Review: Ordinary Grace by William Kent Krueger

Title: Ordinary Grace
AuthorWilliam Kent Krueger
Year Published: 2014

Category: Adult fiction
Pages: 336
Rating: 4 out of 5

Location (my 2020 Google Reading map): USA (MN)

Summary (from the inside flap of the book): “That was it. That was all of it. A grace so ordinary there was no reason at all to remember it. Yet I have never across the forty years since it was spoken forgotten a single word.”

New Bremen, Minnesota, 1961. The Twins were playing their debut season, ice-cold root beers were selling out at the soda counter of Halderson’s Drugstore, and Hot Stuff comic books were a mainstay on every barbershop magazine rack. It was a time of innocence and hope for a country with a new, young president. But for thirteen-year-old Frank Drum it was a grim summer in which death visited frequently and assumed many forms. Accident. Nature. Suicide. Murder.

Frank begins the season preoccupied with the concerns of any teenage boy, but when tragedy unexpectedly strikes his family—which includes his Methodist minister father; his passionate, artistic mother; Juilliard-bound older sister; and wise-beyond-his-years kid brother—he finds himself thrust into an adult world full of secrets, lies, adultery, and betrayal, suddenly called upon to demonstrate a maturity and gumption beyond his years.

Told from Frank’s perspective forty years after that fateful summer, Ordinary Grace is a brilliantly moving account of a boy standing at the door of his young manhood, trying to understand a world that seems to be falling apart around him. It is an unforgettable novel about discovering the terrible price of wisdom and the enduring grace of God.
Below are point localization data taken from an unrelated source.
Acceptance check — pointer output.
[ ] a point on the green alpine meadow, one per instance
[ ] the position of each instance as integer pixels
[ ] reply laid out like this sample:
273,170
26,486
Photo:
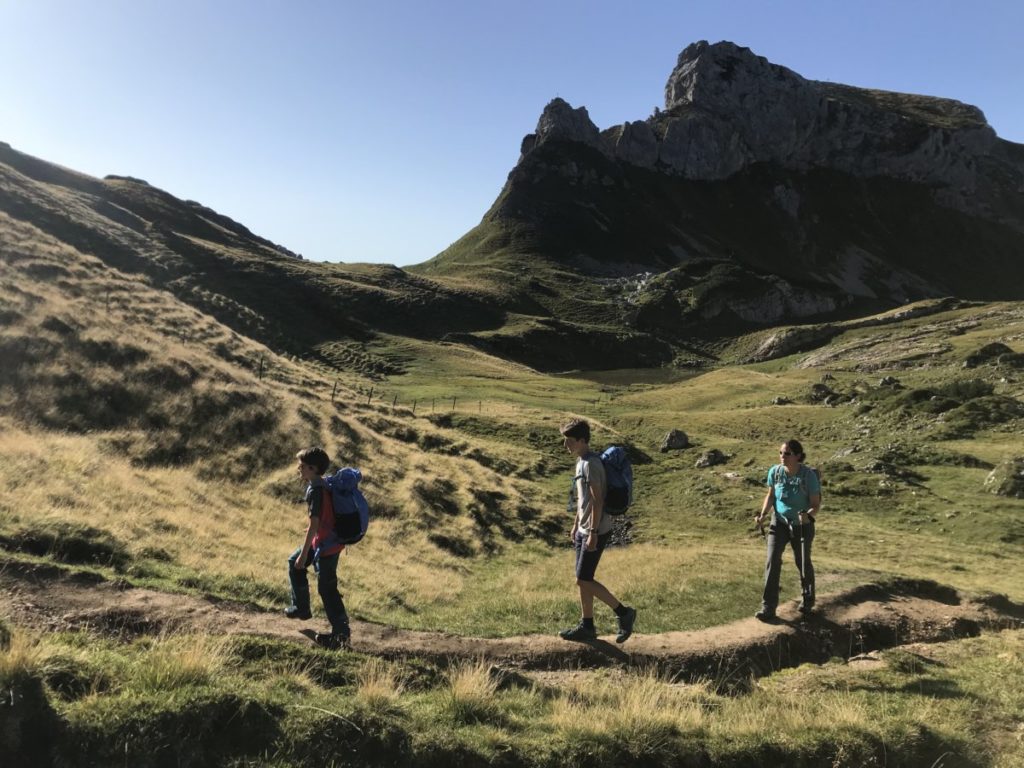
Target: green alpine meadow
766,258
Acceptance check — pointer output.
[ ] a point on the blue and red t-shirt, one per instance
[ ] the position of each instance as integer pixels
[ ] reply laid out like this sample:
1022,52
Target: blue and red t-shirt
318,501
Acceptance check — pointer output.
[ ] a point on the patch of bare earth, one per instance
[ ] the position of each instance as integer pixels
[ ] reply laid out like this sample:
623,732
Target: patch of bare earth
847,625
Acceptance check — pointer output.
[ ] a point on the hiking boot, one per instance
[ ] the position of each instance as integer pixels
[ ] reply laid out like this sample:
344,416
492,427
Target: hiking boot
580,633
765,614
331,641
294,611
626,623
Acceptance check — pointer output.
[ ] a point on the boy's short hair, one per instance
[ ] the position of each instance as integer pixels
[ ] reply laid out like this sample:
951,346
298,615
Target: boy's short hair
577,428
315,458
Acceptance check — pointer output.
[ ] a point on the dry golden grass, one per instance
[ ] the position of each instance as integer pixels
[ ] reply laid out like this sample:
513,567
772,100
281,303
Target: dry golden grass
380,684
470,694
643,709
173,662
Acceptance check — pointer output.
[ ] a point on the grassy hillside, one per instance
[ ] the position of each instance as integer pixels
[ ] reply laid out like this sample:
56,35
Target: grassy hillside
147,440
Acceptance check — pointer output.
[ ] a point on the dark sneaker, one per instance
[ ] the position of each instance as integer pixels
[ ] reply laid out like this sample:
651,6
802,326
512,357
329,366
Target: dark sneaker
579,633
330,641
294,611
626,625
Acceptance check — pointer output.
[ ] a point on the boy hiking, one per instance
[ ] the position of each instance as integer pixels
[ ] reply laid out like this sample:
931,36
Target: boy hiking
590,535
322,548
792,503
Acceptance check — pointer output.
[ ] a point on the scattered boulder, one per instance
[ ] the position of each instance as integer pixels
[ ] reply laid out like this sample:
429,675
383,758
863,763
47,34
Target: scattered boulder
1007,478
675,440
1011,359
986,353
711,458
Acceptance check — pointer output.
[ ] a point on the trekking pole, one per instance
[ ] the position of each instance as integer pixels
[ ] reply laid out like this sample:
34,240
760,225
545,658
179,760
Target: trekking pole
803,558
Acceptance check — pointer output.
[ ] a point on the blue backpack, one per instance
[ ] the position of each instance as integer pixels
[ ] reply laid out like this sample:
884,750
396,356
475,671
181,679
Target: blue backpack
351,513
619,473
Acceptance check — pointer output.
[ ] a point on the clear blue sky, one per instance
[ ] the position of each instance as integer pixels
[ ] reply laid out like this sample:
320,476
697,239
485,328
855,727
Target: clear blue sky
382,131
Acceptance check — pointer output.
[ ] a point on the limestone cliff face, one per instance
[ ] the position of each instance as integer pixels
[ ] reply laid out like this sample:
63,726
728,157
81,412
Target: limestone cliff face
727,109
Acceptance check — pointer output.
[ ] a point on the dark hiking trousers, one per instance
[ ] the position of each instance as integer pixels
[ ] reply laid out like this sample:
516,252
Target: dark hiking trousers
779,535
327,585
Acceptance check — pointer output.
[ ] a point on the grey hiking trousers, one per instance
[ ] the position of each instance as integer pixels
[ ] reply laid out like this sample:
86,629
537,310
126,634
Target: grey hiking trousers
780,535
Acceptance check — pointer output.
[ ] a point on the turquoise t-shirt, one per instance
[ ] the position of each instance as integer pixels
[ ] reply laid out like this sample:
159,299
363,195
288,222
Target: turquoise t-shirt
793,495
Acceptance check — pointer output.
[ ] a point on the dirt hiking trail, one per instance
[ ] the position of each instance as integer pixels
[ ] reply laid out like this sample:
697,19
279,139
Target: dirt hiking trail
844,624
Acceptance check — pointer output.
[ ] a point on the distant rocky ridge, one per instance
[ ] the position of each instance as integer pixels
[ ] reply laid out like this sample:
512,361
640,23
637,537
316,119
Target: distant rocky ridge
727,109
755,199
758,197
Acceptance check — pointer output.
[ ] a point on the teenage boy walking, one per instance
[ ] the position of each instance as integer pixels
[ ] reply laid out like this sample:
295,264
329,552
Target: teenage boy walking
322,548
590,535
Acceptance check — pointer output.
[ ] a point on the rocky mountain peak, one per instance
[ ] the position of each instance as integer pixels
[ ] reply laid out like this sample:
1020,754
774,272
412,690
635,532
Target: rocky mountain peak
560,122
728,109
724,76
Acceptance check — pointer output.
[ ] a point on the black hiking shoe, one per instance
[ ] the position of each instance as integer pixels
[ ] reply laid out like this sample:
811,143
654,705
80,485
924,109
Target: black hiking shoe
294,611
331,641
626,623
765,614
580,633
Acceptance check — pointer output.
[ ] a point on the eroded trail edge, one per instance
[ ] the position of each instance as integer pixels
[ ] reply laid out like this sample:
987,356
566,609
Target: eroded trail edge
845,624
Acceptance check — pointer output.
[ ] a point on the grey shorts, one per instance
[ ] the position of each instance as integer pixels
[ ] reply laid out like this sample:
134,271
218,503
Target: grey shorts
587,561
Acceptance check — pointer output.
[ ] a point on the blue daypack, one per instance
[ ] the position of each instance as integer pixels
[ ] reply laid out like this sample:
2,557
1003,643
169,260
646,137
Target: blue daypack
351,513
619,474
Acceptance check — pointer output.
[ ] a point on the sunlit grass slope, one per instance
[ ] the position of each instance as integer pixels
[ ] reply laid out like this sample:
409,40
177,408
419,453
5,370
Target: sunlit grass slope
196,700
127,395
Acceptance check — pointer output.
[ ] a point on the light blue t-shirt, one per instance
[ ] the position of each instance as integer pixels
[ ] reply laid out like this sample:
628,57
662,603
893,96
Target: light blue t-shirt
793,495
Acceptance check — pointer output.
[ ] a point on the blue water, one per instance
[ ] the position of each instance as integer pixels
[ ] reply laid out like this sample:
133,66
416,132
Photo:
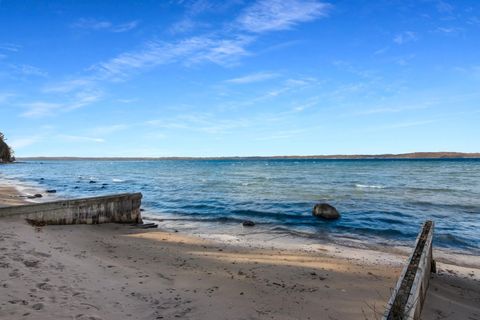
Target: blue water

Review: A friend gave me this book to read ages ago after she and her mom read it for their book group and really liked it. It has sat on my TBR shelf for more than 6 months and I finally felt that I was in the mood for it. And, I had no idea that I have a second book by this author waiting for me on my shelves; obviously, my books are currently not in author order.
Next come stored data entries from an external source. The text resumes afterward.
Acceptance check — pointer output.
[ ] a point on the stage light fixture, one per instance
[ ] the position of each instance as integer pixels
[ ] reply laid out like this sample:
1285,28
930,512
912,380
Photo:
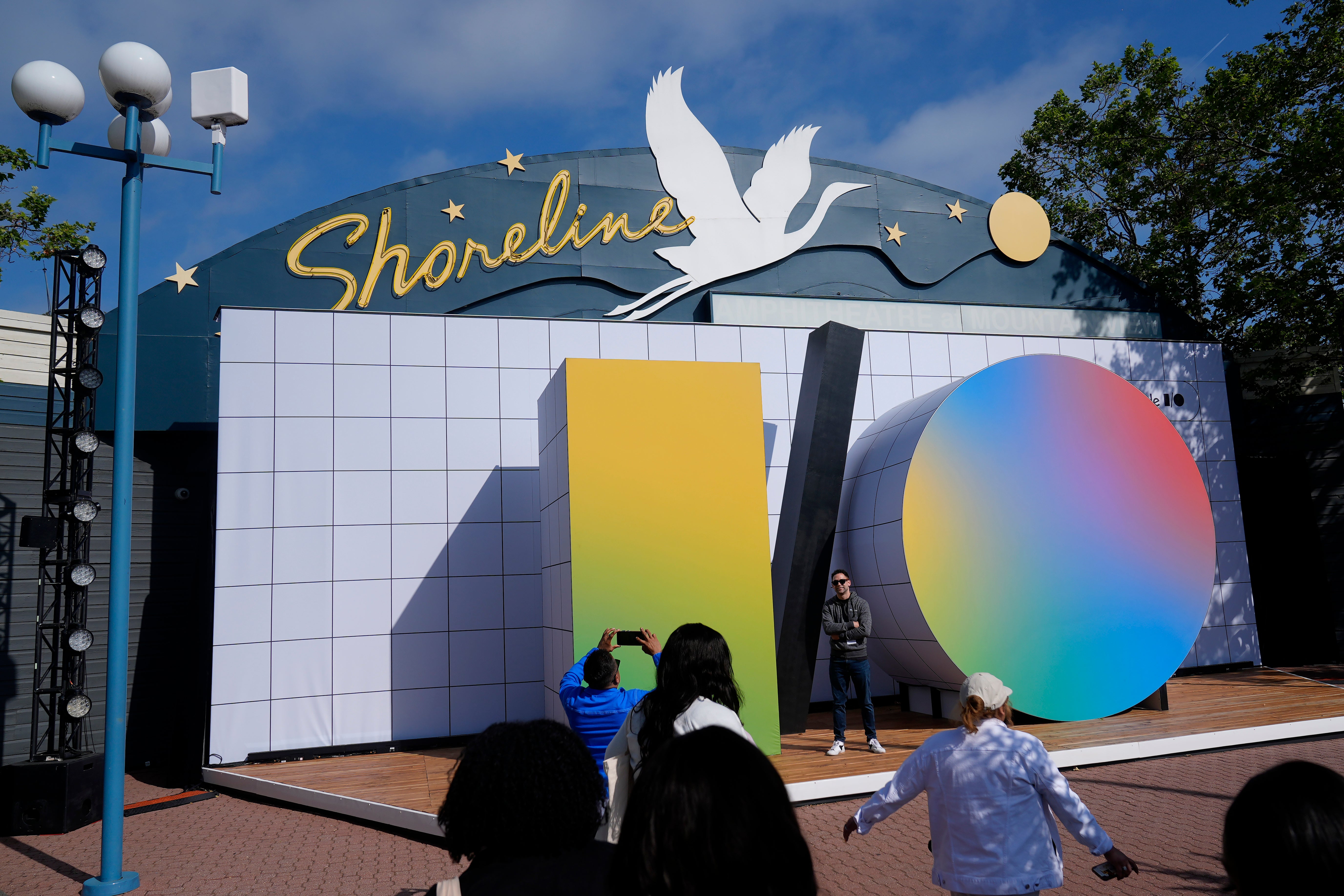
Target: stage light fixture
93,259
91,318
83,575
79,640
87,441
79,706
91,377
85,510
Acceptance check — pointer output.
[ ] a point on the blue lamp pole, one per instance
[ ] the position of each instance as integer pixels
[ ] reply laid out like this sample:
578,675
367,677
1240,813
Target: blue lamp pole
48,96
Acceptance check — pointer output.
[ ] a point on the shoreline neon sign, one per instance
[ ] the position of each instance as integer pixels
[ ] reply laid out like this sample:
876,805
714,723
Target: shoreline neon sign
557,195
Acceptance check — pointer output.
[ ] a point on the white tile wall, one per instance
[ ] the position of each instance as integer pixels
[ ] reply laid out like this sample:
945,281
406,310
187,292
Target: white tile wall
381,523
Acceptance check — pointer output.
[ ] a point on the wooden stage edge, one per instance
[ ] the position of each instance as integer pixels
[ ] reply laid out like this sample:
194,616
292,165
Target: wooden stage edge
1208,712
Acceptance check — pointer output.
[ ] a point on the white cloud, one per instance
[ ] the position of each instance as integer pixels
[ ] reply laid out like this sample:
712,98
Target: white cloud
961,143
I liked this book, but didn't love it. However, I do think it will appeal to many adult readers. It's a story of family, a small town, death, and slow life in a small town. The writing is good and the author is a good story teller.

I liked that the story was told from the narrator looking back forty years to tell his version of what happened one summer in small town Minnesota when he was a teenager. I like that he had the hindsight of an adult, but still managed to tell the teenage version of how the story happened.